As you can see we love wildlife, so the zoo that was 5 minutes from our home was our favorite haunt. We got a zoo memebership and were there almost every month. The kids were particularly attached to the talking hyacinth macaws. One said ‘cracker’ and ‘back to work’. They nick named him Cracker. They loved feeding the giraffes which were not shy. They stuck their tongues out hoping for some tasty treats. Many of the animals had babies during our stay in Florida. We saw giraffe babies, warty pig babies, jaguar cub, tapir baby, spider monkey babies. Just before we left they added meercats to the zoo.

Another cool thing about Florida was we could watch rocket launches from our balcony! Kennedy Space Center was less than an hour away and when we first landed in Florida we witnessed every shuttle and rocket launch.

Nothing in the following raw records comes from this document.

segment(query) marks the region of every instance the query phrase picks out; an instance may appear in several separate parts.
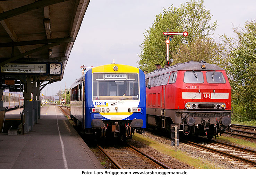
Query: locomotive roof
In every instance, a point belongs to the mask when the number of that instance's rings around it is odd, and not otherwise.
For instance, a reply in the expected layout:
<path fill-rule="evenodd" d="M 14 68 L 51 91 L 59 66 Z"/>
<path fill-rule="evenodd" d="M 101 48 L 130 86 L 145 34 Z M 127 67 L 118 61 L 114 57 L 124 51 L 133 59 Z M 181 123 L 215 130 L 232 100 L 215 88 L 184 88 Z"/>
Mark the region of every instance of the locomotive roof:
<path fill-rule="evenodd" d="M 205 64 L 206 65 L 206 68 L 203 69 L 201 67 L 203 64 Z M 149 77 L 162 73 L 167 73 L 173 71 L 177 71 L 181 70 L 222 70 L 224 71 L 223 69 L 214 64 L 207 63 L 205 61 L 200 62 L 190 61 L 183 63 L 178 63 L 171 66 L 165 67 L 158 69 L 155 70 L 153 72 L 146 74 L 146 77 Z"/>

When they retired the shuttle program and put Atlantis in the KSC Visitor Center complex we went to look at it up close. It was the end of an era in space. Now Spacex and NASA jointly work on rocket launches.

People from all over the world come to Florida to witness the magic of Disney. We did our fair share of trips to Disney especially Magic Kingdom, Animal Kingdom and Hollywood Studios. We also got to meet several friends as they came down to Florida for Disney vacations.

Boating is big in Florida and we went on dolphin trips and saw manatees and dolphins up close. One of the most beautiful places in Florida is the Florida Keys. They are islands at the very tip of the state and have beautiful turquoise blue waters. The water is so clear that you can see the bottom. We went kayaking, snorkeling and on a glass bottom boat ride. We also spent a day at the silver springs in cental florida. Alexander springs boasts of 72 degree pure spring water.

So farewell Florida. Farewell to sunshine, rainbows, warm weather, miles and miles of beaches, turtles, gators, love bugs. Farewell to warm toes and barbeques. Key lime pie, rockets, boats, fishing, golf and so much more. So thank you for being our warm home for 5 years dear Florida.